Venison Swedish Meatballs
This is a Swedish meatball recipe adapted from one given to my mother from her mother, who was a Massachusetts Swede. They call these meatballs Svenska Kottbullar, and they are traditionally served with a lingonberry or cranberry sauce. In Scandinavia, the meatballs are sometimes made with reindeer, so venison is a natural. You could use any red meat. If you can't find lingonberry jelly, use cranberry or highbush cranberry jelly. Obviously pre-ground venison (or whatever) will work here. Just make sure it has fat in the grind and that the grind is fine. Swedish meatballs need to be ground fine.
- 4 slices stale bread, crusts removed
- 2/3 cup milk
- 3 pounds venison or beef
- 1 pound pork fat
- 2 eggs
- 2 teaspoons Kosher salt
- 2 teaspoons ground allspice
- 1 teaspoon caraway seeds
- 1 teaspoon black pepper
- 1 grated yellow onion
- 1 quart beef stock or venison stock
- 1/2 cup sour cream
- 1/3 cup lingonberry jelly
- Butter or oil for frying
If you are not using pre-ground meat, chill the venison and pork fat until it is almost freezing by sticking it in the freezer for an hour. Cut both the meat and fat into chunks that will fit into your grinder. Grind through your fine die in a meat grinder. If you do not have a meat grinder, you can use a food processor, set on pulse. Don’t crowd the processor and chop the meat in pulses until you get something that looks like ground meat — it will not be as good as with a grinder, but it is easier than hand-mincing everything, which is also an option. Put the meat in the fridge.
Pour the milk into a pot and set it on low heat. Cut the crusts off the stale bread and break it into pieces. Add the pieces to the pot. They will begin to absorb the milk. Turn off the heat and mash everything into a paste. Let it cool to room temperature.
In the meat bowl, add the salt and spices. Crack the eggs into the bowl, then pour the bread-milk mixture in. With clean hands, gently mix everything together. Do not knead it like bread, and do not squeeze things together. Just gently work the mixture: Think cake, not bread. When it is mostly combined — you need not get everything perfect — grab a tablespoon and scoop up some. Roll it into a little ball with your palms.
Gently roll the meatballs in the flour; you’ll probably need about a cup. You may need to re-shape them before putting them onto a cookie sheet lined with wax or parchment paper.
When the meatballs are all made, get a large pan ready; I use a big cast-iron frying pan. Fill it with a little less than 1/4 inch of oil. I use canola oil with a little butter tossed in for flavor. Bring it up to temperature over medium-high heat. When a drop of flour flicked in the oil immediately sizzles away, drop the heat to medium and add the meatballs. Do not crowd them.
You want the oil to come up halfway on the meatballs.

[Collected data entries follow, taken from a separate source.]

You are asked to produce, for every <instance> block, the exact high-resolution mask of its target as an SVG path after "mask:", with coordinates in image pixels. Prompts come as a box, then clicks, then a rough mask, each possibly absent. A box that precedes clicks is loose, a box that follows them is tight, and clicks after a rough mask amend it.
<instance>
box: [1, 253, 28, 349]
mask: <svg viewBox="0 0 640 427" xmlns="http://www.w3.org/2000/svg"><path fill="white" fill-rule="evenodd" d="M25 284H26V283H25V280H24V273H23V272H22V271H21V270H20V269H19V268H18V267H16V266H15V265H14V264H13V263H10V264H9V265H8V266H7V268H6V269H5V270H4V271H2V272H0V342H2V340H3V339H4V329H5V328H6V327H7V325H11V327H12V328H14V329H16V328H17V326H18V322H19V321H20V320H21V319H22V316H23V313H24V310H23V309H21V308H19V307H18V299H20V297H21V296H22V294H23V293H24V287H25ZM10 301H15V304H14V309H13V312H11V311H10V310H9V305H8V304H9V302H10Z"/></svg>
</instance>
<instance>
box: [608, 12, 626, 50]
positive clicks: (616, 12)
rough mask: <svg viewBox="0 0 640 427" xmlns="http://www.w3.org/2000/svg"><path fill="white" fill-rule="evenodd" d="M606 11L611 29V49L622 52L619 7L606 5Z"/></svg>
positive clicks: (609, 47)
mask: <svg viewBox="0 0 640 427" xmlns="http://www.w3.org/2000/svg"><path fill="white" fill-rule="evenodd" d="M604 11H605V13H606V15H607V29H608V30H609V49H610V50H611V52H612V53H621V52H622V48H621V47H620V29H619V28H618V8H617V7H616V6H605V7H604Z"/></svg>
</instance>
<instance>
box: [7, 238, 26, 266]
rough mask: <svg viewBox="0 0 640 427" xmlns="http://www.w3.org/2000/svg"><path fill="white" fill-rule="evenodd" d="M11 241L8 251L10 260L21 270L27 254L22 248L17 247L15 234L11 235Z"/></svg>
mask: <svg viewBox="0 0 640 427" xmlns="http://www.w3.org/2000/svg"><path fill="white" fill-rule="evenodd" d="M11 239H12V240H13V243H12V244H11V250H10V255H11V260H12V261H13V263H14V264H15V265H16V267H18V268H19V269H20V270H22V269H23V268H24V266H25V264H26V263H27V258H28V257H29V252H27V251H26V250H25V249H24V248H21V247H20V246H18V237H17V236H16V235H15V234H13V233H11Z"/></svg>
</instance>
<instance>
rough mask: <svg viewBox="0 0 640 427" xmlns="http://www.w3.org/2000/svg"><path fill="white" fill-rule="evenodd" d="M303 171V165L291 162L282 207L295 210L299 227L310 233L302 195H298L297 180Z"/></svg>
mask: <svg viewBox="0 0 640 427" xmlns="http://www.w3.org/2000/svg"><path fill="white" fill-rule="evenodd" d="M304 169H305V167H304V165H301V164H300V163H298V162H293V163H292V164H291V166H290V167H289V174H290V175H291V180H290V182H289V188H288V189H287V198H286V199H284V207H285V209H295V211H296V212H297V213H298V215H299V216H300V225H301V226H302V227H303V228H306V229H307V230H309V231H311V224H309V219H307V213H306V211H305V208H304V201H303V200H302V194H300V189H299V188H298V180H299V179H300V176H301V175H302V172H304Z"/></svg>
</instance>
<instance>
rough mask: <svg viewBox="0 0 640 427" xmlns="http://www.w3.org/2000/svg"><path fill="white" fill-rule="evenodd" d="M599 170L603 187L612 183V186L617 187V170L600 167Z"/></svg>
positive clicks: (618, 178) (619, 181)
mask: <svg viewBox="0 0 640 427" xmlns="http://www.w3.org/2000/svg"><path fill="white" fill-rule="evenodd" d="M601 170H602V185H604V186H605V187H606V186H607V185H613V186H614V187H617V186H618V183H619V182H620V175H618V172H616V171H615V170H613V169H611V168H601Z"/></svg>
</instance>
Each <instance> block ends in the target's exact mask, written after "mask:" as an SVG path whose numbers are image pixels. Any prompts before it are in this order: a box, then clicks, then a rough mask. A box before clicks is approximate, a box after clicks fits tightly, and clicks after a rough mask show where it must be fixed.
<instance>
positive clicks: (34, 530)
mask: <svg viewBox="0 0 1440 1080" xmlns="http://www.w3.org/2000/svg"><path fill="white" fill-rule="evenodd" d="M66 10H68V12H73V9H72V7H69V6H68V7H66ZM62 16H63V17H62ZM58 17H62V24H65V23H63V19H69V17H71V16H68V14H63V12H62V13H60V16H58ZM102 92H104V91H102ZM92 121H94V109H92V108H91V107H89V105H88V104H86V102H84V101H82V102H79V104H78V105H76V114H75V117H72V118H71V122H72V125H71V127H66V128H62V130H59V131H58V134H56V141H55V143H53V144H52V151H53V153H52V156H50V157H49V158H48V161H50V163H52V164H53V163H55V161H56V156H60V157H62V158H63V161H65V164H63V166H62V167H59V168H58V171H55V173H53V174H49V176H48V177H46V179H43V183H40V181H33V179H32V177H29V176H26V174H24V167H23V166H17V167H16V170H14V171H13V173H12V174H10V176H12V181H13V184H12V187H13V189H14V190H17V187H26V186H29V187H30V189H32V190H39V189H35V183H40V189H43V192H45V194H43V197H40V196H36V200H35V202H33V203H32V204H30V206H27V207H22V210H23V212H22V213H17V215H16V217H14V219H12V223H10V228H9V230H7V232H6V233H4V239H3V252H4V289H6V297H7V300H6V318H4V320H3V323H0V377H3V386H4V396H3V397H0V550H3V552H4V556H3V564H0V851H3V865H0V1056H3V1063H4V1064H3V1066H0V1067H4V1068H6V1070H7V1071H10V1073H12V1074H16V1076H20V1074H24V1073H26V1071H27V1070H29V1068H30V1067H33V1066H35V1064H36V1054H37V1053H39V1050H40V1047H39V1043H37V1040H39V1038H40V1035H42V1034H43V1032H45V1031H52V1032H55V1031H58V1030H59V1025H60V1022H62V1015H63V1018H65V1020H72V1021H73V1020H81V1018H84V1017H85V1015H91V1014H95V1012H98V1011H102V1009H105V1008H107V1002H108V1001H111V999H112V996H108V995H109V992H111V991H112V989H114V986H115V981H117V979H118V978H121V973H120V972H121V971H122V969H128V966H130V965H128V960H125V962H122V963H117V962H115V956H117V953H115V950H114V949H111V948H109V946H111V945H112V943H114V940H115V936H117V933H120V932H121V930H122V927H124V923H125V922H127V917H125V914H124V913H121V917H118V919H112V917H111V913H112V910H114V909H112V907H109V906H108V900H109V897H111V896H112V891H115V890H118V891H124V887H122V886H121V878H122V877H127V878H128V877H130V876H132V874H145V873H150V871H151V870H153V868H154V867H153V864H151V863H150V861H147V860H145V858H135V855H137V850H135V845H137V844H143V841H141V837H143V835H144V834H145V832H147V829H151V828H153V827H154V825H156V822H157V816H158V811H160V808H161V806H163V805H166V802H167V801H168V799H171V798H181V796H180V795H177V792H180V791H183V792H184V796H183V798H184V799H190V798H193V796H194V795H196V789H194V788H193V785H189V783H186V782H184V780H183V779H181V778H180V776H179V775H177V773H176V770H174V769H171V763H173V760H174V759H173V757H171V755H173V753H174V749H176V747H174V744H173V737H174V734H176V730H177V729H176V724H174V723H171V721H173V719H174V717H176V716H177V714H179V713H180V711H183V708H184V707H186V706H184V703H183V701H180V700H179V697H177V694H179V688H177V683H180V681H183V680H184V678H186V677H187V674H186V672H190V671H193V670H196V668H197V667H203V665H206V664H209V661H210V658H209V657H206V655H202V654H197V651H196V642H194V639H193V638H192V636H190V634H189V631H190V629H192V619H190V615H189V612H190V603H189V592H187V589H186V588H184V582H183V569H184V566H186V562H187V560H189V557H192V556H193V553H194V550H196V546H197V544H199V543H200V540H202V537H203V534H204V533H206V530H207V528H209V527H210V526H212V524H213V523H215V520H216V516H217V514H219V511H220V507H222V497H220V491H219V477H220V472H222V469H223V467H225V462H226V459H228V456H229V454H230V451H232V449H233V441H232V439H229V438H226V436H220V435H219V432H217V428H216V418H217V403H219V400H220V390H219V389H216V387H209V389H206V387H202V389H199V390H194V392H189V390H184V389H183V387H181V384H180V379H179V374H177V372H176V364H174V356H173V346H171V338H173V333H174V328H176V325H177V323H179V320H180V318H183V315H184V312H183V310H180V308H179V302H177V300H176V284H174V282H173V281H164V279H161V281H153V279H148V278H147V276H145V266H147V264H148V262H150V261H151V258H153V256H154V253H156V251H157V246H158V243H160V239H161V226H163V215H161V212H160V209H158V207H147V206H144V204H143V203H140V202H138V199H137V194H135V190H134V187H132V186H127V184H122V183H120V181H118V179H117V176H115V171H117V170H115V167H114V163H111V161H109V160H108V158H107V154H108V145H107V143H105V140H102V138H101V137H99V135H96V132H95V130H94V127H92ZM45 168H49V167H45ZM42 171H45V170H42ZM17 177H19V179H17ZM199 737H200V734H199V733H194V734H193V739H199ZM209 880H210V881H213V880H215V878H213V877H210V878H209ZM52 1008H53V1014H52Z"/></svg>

Add a little oil if need be; don’t worry, you can reuse it. Fry on medium heat for 3 to 5 minutes. You are looking for golden brown. Turn only once. The other side will need 2 to 4 minutes. When cooked, set the meatballs on a paper towel or wire rack to drain. They can be used right away or cooled and then refrigerated for a week, or frozen for several months.
Once the meatballs are cooked, drain all but about 3 or 4 tablespoons of butter/oil from the pan. Over medium heat, add an equal amount of the flour left over from dusting the meatballs. Stir to make a roux and cook slowly until it turns a nice golden brown. Think coffee with cream.
Add the stock gradually and turn the heat up to medium-high. Stir well to combine and add more stock or some water if need be — you want this thicker than water, thinner than Thanksgiving gravy. Taste for salt and add if needed. Add the lingonberry or highbush cranberry jelly to the pan. Let it melt and then mix it in gently.
Put the meatballs in the pan, coat all the meatballs with the sauce, cover and cook for 10 minutes over medium-low heat. Add the cream and just warm through, maybe 3 or 4 minutes. Serve over mashed potatoes or with German egg noodles.
Serve these little meatballs in the sauce over mashed potatoes. A salad or sauteed greens would round things out. This is a large recipe, so you can either halve it or freeze extra meatballs after you brown them.